A Systematic Approach (Observe, Hypothesize, Test)

Effective debugging follows a methodical process rather than random trial and error. The systematic approach consists of five key steps:

Reproduce consistently - If you can't reliably reproduce the bug, you can't verify your fix. Document the exact steps, inputs, and environment that trigger the issue.
Isolate the problem - Use binary search through your code. Comment out half the functionality, see if the bug persists, and narrow down the problematic section.
Form a hypothesis - Based on symptoms and isolated code, develop a theory about what's wrong. "I think the null pointer occurs because the API returns empty data."
Test the hypothesis - Add logging, use a debugger, or write a minimal test case to prove or disprove your theory.
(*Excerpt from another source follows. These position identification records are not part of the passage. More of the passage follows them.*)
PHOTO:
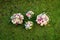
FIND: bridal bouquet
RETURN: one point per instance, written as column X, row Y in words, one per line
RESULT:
column 17, row 18
column 28, row 25
column 42, row 19
column 29, row 14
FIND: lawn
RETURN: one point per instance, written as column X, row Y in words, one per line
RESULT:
column 9, row 31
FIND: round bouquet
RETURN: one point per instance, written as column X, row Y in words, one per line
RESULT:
column 28, row 25
column 42, row 19
column 17, row 18
column 29, row 14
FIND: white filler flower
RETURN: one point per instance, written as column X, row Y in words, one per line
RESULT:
column 28, row 25
column 29, row 14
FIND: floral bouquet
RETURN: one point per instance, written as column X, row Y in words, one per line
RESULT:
column 29, row 14
column 17, row 18
column 42, row 19
column 28, row 25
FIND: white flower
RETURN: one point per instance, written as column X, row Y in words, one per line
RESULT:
column 42, row 19
column 28, row 25
column 17, row 18
column 29, row 14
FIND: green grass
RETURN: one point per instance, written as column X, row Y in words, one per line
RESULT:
column 8, row 31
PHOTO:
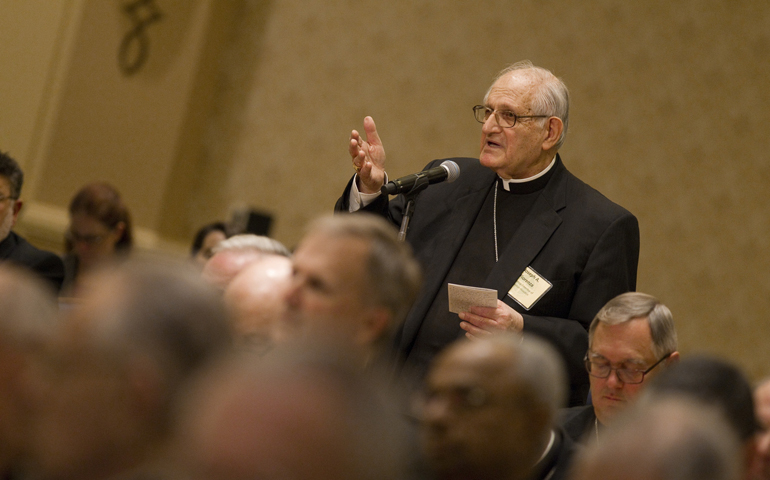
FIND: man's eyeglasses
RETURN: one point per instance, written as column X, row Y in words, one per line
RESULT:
column 505, row 118
column 625, row 375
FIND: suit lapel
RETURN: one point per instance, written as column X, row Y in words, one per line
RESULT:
column 532, row 235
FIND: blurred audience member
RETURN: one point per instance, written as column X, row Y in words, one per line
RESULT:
column 14, row 248
column 353, row 283
column 629, row 341
column 205, row 240
column 99, row 230
column 254, row 299
column 670, row 439
column 489, row 408
column 27, row 323
column 760, row 470
column 122, row 358
column 289, row 417
column 234, row 254
column 716, row 383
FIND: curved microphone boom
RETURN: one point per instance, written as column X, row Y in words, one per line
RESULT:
column 448, row 171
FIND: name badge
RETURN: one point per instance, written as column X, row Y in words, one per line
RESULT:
column 529, row 288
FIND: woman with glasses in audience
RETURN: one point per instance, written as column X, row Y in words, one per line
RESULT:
column 99, row 230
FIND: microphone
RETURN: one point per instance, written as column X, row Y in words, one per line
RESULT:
column 447, row 171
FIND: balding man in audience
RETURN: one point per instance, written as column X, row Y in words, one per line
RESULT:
column 629, row 341
column 671, row 439
column 353, row 283
column 489, row 408
column 255, row 300
column 760, row 469
column 27, row 322
column 231, row 256
column 290, row 417
column 123, row 357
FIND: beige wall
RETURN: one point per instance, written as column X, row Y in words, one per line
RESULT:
column 670, row 110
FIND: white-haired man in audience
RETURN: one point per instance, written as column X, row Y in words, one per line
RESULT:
column 231, row 256
column 629, row 341
column 489, row 409
column 255, row 301
column 353, row 283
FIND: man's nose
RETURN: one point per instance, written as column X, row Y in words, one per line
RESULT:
column 491, row 124
column 292, row 295
column 614, row 381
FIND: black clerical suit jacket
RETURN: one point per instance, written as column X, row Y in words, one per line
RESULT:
column 48, row 265
column 573, row 236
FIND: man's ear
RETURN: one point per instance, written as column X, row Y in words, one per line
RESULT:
column 555, row 127
column 17, row 204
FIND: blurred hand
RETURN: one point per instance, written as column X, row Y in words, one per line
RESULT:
column 484, row 321
column 368, row 158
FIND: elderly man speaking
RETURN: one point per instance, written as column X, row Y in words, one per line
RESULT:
column 516, row 221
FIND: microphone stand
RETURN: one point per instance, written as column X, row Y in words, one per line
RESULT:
column 420, row 185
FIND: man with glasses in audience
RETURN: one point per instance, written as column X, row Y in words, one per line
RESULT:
column 14, row 248
column 515, row 221
column 629, row 341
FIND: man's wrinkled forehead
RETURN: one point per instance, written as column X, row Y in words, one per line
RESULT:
column 516, row 86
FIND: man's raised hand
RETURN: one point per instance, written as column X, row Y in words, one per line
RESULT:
column 368, row 158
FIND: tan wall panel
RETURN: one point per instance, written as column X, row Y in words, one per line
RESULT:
column 118, row 128
column 669, row 119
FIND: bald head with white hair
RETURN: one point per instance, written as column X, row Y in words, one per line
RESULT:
column 254, row 300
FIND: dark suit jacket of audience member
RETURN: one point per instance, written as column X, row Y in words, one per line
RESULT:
column 556, row 464
column 579, row 423
column 48, row 265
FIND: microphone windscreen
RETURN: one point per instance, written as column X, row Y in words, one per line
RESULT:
column 453, row 170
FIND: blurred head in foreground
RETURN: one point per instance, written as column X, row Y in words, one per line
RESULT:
column 674, row 438
column 27, row 324
column 489, row 407
column 122, row 356
column 289, row 415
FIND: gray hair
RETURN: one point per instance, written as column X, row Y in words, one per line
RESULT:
column 540, row 368
column 393, row 275
column 250, row 241
column 551, row 96
column 27, row 308
column 631, row 305
column 668, row 439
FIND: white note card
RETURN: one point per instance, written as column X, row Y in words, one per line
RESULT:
column 529, row 288
column 463, row 297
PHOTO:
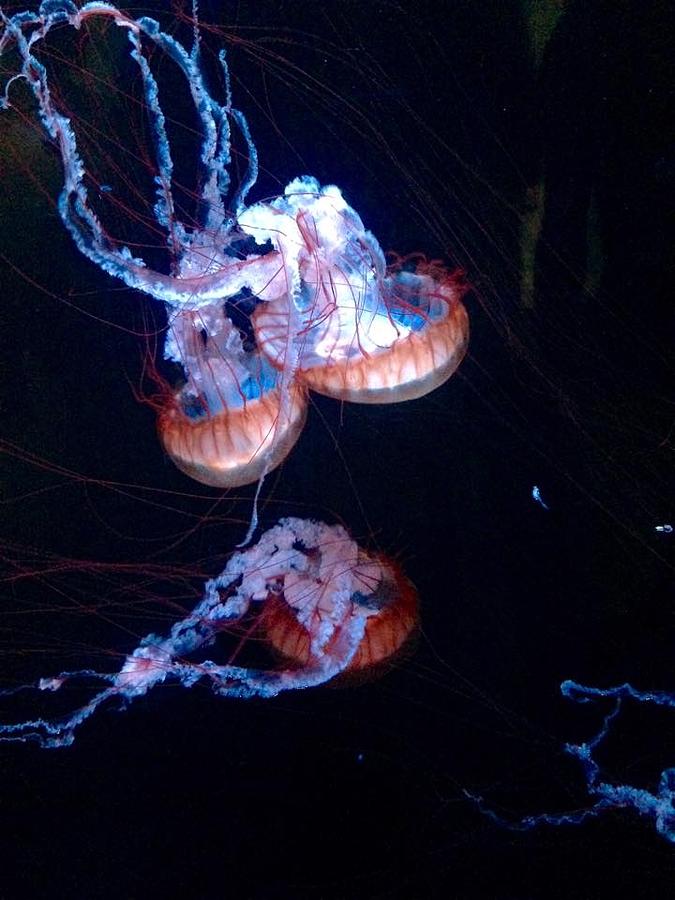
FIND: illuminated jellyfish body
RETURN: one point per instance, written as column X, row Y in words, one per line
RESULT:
column 327, row 313
column 321, row 603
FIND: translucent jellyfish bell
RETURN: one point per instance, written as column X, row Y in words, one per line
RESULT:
column 318, row 600
column 234, row 419
column 362, row 333
column 323, row 310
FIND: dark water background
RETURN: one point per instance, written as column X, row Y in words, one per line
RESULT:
column 357, row 793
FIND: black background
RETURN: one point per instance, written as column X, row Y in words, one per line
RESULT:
column 431, row 119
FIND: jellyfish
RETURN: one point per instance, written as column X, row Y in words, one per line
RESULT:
column 324, row 311
column 323, row 605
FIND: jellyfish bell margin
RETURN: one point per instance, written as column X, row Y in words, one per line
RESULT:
column 325, row 312
column 320, row 601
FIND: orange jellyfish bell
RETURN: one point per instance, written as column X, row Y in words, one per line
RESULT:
column 235, row 419
column 386, row 598
column 384, row 349
column 359, row 331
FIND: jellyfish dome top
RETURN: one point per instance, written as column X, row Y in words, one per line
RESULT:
column 325, row 312
column 323, row 605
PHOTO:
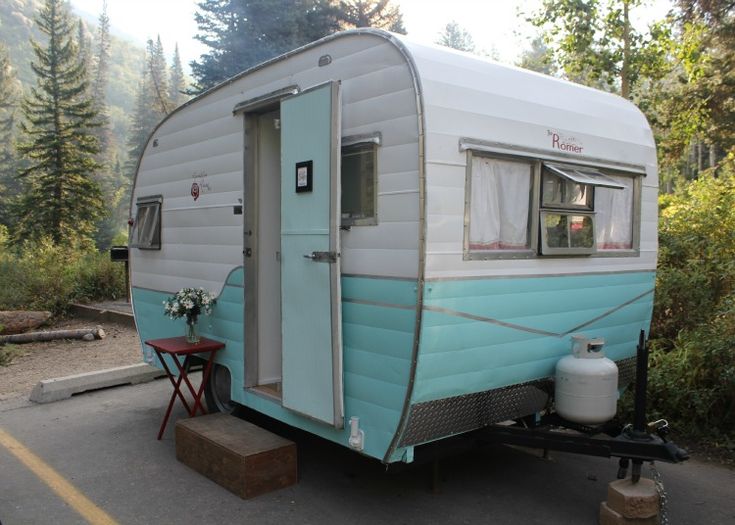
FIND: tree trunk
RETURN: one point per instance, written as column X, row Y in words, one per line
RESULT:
column 17, row 321
column 87, row 334
column 625, row 73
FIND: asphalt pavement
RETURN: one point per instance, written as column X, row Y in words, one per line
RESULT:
column 103, row 446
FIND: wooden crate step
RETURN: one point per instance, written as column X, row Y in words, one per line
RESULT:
column 242, row 457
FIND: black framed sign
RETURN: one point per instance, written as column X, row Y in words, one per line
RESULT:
column 304, row 176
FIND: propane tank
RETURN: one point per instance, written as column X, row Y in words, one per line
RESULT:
column 586, row 386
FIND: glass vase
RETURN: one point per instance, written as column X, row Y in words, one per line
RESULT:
column 192, row 336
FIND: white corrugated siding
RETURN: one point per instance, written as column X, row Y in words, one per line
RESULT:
column 465, row 96
column 202, row 239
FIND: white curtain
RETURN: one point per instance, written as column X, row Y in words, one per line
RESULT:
column 614, row 216
column 500, row 195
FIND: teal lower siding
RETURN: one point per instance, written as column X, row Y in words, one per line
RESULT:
column 458, row 355
column 461, row 355
column 377, row 345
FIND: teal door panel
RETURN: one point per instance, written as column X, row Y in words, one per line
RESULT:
column 310, row 294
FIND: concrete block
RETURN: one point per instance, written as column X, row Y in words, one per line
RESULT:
column 50, row 390
column 610, row 517
column 243, row 458
column 633, row 500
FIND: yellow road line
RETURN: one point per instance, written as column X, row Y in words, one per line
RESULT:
column 56, row 482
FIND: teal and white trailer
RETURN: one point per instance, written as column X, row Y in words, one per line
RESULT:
column 399, row 235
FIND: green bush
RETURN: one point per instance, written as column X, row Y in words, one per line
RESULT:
column 696, row 268
column 45, row 276
column 692, row 369
column 694, row 382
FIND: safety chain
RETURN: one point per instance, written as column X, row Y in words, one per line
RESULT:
column 662, row 495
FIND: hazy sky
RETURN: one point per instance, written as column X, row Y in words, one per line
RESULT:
column 494, row 24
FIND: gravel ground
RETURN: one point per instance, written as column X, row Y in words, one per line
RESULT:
column 38, row 361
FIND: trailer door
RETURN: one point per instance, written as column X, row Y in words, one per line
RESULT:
column 310, row 255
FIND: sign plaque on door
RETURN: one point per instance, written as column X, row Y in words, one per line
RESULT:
column 304, row 176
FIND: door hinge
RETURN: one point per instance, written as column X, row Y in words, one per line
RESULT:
column 330, row 257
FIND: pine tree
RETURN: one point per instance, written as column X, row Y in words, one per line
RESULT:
column 456, row 37
column 158, row 77
column 60, row 198
column 100, row 80
column 84, row 44
column 177, row 82
column 8, row 105
column 538, row 58
column 243, row 33
column 382, row 14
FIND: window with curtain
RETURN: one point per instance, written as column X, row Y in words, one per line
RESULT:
column 614, row 210
column 500, row 193
column 148, row 223
column 359, row 184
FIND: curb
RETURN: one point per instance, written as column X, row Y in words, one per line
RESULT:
column 50, row 390
column 96, row 314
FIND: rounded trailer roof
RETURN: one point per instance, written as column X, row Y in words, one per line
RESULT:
column 474, row 97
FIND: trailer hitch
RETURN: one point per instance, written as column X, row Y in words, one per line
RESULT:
column 637, row 442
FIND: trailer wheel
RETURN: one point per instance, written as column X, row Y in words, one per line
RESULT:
column 217, row 393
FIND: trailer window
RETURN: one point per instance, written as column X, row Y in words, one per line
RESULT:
column 148, row 223
column 359, row 184
column 614, row 211
column 582, row 212
column 499, row 205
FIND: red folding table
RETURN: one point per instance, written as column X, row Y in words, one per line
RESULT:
column 176, row 347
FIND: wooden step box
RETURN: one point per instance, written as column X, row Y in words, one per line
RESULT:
column 244, row 458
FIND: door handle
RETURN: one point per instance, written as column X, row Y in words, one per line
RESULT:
column 330, row 257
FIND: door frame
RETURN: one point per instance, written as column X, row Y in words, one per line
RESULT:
column 334, row 246
column 250, row 109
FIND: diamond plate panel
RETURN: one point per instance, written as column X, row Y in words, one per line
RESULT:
column 444, row 417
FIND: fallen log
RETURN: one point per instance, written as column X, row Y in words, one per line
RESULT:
column 86, row 334
column 18, row 321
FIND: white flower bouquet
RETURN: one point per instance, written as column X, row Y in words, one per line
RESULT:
column 189, row 303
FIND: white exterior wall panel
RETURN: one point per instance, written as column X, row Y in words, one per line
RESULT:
column 202, row 239
column 467, row 97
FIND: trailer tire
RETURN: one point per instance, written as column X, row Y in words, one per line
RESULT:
column 217, row 393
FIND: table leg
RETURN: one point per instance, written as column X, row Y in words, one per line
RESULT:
column 177, row 390
column 205, row 378
column 183, row 373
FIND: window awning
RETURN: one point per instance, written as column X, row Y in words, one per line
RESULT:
column 583, row 175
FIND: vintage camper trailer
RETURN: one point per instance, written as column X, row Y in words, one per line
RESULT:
column 402, row 238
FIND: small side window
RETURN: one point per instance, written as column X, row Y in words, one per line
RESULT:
column 359, row 184
column 148, row 223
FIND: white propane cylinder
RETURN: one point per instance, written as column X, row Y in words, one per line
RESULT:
column 586, row 386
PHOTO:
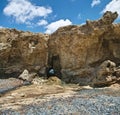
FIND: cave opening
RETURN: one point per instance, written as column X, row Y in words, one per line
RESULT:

Make one change at a time.
Fix and verify - Once confirmed, implement the fix and verify it resolves the issue without breaking other functionality. Run related tests.

Example: Suppose your web app crashes when processing user uploads. You reproduce it (step 1), isolate it to the file parsing function (step 2), hypothesize that large files cause memory issues (step 3), confirm by testing with various file sizes (step 4), and implement streaming processing instead of loading entire files into memory (step 5).

Debugging Fundamentals

Print Debugging & Logging

As Brian Kernighan noted in "Unix for Beginners" (1979), "The most effective debugging tool is still careful thought, coupled with judiciously placed print statements." The simplest approach to debugging involves adding print statements near suspected problem areas and iterating until sufficient information is gathered to identify the root cause. This method's simplicity and ease of implementation make it a preferred choice for many software engineers.

Print debugging can be enhanced by implementing proper logging instead of simple print statements. Logging systems offer several advantages over basic printing: they can output to multiple destinations including files, sockets, and remote servers, making log review more convenient than scanning terminal output. They also support severity levels (INFO, DEBUG, WARN, ERROR) for filtered output, and they establish a logging infrastructure that can serve both immediate debugging needs and long-term monitoring requirements.

If used correctly, logging can significantly increase development velocity. Below, are a few tips to help make logs more useful:

Set log levels properly to allow you to filter out unnecessary messages (ex. diagnostic messages) to help you narrow down to the actual issue.
Many libraries support structured logging, a method of organizing log data into a structured format, making it easier to analyze and interpret. Instead of recording raw text, structured logging uses key-value pairs which provide context and additional information about the logged event. The structured nature makes it easier to search, filter and analyze logs.
You want to always be able to find the source code for any given log entry. This means using unique messages, prefixes, etc. which will help you trace a code path using log messages. This is more difficult if multiple places create the same log entry.
Use a log viewer to make it easier to process and view logs
It can be useful (especially in a web-development context) to use a correlation id to track a request throughout the entire transaction.
Logging should not be competing with your software for resources. Use logging levels strategically as well as opting for accumulated metrics over textual logs as needed.
Never log sensitive information.
Only log what you need but finding out what you actually need is an iterative process.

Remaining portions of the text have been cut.